First palladium- and nickel-catalyzed oxidative diamination of alkenes: Cyclic urea, sulfamide, and guanidine building blocks

Muñiz, Kilian; Hövelmann, Claas H.; Streuff, Jan; Campos-Gómez, Esther

doi:10.1351/pac200880051089

Pure Appl. Chem., 2008, Vol. 80, No. 5, pp. 1089-1096

http://dx.doi.org/10.1351/pac200880051089

First palladium- and nickel-catalyzed oxidative diamination of alkenes: Cyclic urea, sulfamide, and guanidine building blocks

Kilian Muñiz, Claas H. Hövelmann, Jan Streuff and Esther Campos-Gómez

Laboratory for Homogeneous Catalysis and Molecular Synthesis, Institute of Chemistry, UMR 7177, Université Louis Pasteur, 4 rue Blaise Pascal, F-67000 Strasbourg Cedex, France

Abstract: We recently reported the first catalytic diamination of alkenes.
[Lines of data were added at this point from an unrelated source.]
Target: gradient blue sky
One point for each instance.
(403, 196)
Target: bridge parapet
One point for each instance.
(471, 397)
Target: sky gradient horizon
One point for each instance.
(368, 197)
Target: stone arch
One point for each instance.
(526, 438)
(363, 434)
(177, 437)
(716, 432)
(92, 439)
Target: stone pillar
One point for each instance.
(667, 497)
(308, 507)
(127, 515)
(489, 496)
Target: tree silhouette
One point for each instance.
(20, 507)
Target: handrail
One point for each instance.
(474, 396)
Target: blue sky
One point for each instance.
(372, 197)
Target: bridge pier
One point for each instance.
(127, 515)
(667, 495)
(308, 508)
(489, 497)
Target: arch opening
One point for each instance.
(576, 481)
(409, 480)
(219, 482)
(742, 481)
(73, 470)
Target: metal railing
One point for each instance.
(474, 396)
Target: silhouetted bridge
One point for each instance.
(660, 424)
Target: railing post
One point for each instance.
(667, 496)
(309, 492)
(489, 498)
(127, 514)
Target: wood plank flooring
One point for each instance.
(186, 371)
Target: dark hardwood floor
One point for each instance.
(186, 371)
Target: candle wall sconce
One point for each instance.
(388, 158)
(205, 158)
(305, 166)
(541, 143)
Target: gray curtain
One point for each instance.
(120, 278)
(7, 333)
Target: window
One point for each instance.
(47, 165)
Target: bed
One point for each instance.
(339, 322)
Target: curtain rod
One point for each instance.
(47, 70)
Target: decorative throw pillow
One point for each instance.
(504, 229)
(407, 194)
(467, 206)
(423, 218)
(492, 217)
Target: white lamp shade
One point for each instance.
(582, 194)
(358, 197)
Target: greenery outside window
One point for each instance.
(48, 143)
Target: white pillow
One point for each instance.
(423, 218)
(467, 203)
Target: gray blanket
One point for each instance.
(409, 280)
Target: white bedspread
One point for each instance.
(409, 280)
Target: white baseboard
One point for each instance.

This protocol calls for the use of Pd(II) as catalyst in combination with PhI(OAc)₂ as terminal oxidant and furnishes the final diamines as cyclic ureas. It consists of an unprecedented two-step reaction of aminopalladation and C_sp3-N-bond formation involving a Pd(IV) species. Introduction of Ni(II) catalysts for homogeneous oxidation allows for an efficient diamination with sulfamides, which lead to convenient liberation of the free diamines. In related protocols, the substrate scope of the diamination has been broadened to the formation of cyclic guanidines.